Fin janvier nous relayions ici même un appel à la manifestation lancé par les différents comités de soutien aux inculpés de la Maskarade (fête libre qui a eu lieu à Lieuron en Bretagne pour le nouvel an), soutenus par La Coordination Nationale des Sons. Plus fort encore, un appel aux sound systems avait été réalisé afin que tous les collectifs, associations et artistes de la fête libre puissent porter haut et fort les revendications de ce mouvement, lequel s'est depuis joint aux revendications de la coordination Stop Loi Sécurité Globale.
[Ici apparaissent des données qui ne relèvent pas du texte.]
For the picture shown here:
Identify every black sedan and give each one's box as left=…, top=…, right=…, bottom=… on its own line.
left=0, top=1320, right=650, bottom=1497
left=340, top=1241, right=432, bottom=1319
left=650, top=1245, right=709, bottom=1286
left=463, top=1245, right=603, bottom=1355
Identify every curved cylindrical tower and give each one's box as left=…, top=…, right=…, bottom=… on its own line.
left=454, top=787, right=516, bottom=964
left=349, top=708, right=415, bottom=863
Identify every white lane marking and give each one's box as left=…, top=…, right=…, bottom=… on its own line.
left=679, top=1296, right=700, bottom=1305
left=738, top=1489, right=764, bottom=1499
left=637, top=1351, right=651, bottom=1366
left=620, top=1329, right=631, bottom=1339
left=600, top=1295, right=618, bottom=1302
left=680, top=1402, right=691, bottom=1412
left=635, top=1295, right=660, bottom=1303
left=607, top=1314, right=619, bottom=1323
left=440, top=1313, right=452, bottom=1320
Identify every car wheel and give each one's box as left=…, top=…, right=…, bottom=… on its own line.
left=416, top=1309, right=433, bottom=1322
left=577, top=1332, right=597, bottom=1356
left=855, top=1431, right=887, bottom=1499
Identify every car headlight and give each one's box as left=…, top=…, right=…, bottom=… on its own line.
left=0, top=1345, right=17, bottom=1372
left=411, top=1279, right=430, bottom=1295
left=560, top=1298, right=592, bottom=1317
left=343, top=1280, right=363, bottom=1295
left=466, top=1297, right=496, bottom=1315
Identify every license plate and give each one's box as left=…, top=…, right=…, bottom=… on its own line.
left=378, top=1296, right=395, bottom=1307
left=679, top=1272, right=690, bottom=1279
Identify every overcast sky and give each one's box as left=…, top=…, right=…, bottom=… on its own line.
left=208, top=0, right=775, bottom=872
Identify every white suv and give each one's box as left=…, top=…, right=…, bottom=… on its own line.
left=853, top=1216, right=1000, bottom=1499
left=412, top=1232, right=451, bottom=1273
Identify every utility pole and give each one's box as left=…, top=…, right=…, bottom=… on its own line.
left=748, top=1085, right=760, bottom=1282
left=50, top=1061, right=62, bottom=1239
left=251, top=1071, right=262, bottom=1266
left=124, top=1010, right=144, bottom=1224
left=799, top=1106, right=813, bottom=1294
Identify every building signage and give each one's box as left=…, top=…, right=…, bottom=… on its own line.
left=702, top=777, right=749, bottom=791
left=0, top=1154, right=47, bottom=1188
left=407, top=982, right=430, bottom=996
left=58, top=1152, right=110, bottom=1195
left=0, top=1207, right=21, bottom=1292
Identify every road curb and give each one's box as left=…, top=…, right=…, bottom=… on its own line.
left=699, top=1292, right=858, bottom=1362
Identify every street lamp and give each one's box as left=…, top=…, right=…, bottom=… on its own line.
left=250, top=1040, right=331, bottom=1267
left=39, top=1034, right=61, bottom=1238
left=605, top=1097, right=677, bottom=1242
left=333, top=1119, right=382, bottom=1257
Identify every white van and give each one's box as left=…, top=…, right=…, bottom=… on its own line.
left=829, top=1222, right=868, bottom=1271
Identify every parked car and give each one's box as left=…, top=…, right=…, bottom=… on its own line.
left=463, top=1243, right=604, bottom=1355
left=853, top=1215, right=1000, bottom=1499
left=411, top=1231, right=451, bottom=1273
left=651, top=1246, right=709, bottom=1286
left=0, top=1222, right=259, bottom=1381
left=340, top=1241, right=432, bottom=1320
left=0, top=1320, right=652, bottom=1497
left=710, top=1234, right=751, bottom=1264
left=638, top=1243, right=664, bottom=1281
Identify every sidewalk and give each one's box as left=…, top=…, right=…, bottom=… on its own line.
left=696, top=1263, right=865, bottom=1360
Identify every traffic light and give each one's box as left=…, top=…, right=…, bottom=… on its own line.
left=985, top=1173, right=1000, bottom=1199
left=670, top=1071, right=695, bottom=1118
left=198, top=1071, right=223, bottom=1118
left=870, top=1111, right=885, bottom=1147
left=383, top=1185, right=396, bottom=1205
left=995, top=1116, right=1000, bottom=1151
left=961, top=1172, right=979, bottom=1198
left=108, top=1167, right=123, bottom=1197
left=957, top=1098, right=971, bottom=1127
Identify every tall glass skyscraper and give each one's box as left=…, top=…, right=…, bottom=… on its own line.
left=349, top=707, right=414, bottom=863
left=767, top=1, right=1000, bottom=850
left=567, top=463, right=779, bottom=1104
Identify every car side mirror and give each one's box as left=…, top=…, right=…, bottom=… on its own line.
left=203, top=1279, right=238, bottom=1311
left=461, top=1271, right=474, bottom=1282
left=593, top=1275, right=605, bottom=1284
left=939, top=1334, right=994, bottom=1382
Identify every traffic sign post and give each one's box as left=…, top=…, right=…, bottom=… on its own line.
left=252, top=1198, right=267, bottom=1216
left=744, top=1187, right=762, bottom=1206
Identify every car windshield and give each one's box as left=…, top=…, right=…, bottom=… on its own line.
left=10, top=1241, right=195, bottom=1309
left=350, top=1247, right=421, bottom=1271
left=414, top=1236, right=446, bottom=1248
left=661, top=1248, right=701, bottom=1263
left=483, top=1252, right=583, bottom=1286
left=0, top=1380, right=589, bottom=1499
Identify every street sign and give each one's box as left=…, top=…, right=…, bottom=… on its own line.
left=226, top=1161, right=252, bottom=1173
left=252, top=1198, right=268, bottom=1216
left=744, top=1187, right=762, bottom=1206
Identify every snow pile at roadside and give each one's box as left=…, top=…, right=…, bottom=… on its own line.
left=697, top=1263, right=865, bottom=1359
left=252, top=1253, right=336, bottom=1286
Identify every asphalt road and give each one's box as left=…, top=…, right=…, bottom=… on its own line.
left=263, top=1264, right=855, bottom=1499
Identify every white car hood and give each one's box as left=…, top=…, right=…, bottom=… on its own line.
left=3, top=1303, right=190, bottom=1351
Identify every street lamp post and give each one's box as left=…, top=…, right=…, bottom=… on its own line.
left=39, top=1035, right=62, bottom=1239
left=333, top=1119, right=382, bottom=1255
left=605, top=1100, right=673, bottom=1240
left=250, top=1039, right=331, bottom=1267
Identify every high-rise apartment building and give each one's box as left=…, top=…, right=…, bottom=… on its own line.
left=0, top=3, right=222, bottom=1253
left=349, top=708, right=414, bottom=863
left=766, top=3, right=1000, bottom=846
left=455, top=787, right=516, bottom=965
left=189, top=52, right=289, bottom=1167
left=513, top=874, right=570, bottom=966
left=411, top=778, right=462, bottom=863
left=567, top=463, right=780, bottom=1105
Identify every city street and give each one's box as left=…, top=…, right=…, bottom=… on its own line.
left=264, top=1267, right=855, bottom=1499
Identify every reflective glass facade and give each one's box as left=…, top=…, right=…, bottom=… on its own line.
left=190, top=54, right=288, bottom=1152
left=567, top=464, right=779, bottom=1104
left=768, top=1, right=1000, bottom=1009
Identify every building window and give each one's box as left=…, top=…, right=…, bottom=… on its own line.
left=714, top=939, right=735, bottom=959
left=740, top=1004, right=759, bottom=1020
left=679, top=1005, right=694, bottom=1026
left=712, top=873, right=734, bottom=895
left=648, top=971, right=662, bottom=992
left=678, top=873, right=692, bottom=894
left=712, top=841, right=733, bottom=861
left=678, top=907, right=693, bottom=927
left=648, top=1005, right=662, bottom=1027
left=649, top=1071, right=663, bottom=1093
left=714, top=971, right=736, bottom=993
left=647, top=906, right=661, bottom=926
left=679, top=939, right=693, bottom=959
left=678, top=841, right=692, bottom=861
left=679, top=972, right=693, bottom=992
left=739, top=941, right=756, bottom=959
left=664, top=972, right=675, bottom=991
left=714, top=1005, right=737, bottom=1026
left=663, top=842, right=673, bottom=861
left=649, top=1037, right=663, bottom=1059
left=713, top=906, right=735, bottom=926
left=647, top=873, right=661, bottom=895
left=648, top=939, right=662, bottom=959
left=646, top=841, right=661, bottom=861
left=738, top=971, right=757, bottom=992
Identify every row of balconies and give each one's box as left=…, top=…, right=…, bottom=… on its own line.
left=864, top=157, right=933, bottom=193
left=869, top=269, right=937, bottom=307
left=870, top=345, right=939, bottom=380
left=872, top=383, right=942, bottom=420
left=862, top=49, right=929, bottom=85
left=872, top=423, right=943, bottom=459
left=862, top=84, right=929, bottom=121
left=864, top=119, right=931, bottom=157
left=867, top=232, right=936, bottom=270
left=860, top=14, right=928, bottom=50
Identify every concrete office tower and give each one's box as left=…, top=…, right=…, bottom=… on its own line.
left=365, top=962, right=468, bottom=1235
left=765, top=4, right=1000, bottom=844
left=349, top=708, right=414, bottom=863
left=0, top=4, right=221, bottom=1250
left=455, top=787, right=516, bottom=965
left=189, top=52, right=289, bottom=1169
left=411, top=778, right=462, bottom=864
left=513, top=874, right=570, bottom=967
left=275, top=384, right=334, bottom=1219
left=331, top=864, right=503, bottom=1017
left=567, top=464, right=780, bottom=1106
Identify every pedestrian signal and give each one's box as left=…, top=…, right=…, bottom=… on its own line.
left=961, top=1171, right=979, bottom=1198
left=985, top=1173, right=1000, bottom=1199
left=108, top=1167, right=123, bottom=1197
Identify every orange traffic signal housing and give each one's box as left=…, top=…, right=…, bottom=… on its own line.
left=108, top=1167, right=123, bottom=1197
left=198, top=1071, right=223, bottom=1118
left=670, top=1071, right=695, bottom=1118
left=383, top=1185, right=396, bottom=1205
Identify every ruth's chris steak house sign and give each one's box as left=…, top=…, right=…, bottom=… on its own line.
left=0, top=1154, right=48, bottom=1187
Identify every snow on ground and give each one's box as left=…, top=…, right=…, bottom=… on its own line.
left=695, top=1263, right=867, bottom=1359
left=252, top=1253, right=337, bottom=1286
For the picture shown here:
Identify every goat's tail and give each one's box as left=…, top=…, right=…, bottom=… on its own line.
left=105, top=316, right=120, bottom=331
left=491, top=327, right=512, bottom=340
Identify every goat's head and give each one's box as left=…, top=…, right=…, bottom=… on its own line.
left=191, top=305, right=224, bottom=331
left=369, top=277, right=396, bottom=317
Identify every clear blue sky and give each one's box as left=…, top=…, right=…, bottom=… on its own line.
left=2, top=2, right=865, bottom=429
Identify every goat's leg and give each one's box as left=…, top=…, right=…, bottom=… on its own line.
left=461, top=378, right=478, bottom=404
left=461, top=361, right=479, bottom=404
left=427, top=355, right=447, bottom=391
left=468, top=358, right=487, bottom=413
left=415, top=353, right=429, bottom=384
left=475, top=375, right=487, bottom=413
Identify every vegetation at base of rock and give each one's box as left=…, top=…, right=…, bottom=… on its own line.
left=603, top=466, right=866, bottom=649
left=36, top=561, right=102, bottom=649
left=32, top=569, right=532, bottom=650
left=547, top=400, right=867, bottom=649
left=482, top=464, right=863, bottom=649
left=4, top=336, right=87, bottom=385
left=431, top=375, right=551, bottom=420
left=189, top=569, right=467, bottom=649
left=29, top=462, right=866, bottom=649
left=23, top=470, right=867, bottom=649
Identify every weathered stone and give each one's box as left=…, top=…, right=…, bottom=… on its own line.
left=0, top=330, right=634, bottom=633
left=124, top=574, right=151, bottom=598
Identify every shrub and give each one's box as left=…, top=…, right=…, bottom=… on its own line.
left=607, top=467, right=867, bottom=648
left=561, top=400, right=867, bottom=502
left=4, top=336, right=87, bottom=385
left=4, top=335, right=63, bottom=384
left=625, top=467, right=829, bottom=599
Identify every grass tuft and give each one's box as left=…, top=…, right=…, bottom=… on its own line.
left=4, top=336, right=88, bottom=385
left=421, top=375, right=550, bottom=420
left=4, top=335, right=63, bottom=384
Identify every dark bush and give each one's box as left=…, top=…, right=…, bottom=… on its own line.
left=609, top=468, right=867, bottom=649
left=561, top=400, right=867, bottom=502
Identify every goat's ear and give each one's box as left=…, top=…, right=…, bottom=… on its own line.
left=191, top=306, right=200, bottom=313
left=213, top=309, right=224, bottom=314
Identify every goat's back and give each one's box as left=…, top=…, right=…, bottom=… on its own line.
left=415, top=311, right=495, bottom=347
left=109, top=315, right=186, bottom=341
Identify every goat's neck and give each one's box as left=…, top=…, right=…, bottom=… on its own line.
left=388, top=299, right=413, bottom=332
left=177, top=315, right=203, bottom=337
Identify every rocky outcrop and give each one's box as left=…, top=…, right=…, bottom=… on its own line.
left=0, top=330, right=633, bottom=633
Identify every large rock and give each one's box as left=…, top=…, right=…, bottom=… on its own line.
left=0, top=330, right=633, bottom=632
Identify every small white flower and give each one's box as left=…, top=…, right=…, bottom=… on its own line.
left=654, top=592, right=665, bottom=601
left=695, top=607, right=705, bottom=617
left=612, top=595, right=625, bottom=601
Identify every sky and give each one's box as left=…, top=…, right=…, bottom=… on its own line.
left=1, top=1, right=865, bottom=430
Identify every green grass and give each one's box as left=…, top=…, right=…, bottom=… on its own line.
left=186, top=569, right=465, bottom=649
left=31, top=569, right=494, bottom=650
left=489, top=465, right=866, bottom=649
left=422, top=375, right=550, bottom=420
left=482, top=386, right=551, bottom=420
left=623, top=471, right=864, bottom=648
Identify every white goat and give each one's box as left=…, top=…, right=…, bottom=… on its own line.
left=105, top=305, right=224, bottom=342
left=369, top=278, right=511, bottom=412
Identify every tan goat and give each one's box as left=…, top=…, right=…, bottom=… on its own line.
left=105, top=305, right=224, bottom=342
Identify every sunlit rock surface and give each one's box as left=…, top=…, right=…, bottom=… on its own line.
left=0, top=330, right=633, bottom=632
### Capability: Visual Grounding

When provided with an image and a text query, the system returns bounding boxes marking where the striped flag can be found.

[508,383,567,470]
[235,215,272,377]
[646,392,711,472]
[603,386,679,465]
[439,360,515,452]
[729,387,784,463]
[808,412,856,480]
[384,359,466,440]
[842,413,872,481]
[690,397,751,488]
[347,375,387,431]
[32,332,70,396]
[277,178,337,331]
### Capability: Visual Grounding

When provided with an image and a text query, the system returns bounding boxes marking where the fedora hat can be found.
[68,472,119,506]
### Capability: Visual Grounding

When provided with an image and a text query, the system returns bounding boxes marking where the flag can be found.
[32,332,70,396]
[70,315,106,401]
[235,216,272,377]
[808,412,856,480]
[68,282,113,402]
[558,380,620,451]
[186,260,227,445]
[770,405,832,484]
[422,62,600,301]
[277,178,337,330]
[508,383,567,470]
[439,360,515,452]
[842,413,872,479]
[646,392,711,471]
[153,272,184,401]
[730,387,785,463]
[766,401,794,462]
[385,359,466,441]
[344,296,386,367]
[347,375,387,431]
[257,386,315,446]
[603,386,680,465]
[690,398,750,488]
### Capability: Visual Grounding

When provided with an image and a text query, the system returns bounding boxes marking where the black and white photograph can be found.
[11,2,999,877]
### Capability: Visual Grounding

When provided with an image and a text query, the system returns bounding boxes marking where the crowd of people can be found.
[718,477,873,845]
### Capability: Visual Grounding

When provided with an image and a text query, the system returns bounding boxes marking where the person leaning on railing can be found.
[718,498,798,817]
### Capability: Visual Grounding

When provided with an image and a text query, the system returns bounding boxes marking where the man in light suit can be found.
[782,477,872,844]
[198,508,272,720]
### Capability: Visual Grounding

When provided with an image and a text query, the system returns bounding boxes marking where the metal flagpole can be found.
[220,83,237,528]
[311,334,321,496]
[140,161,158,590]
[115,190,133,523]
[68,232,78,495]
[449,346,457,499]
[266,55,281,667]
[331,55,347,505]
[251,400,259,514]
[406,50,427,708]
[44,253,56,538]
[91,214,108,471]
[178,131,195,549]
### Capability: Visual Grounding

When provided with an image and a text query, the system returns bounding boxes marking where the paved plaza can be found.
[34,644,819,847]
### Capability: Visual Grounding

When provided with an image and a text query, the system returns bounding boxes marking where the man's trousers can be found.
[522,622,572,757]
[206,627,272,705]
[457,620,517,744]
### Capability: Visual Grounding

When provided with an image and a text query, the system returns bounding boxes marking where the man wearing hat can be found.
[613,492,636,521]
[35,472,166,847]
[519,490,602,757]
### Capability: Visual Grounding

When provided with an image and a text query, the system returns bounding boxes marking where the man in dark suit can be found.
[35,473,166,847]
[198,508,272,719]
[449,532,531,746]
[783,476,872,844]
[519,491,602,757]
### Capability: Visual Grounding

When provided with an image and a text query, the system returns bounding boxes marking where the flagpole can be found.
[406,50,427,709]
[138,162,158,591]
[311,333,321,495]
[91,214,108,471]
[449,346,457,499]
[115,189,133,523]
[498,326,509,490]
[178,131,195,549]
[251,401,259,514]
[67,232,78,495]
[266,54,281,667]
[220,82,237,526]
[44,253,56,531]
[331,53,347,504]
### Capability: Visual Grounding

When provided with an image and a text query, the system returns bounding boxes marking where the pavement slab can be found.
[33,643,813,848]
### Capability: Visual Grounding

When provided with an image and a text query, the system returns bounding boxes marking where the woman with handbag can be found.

Depuis ces différents appels à soutien et manifestation, le mouvement tire la sonnette d'alarme dans un communiqué que nous reproduisons ci-dessous, signé par les comités de soutien aux inculpés de la Maskarade et la Coordination Nationale des Sons. En effet, nombre d'arrêtés préfectoraux freinent ou empêchent la mobilisation et les manifestations.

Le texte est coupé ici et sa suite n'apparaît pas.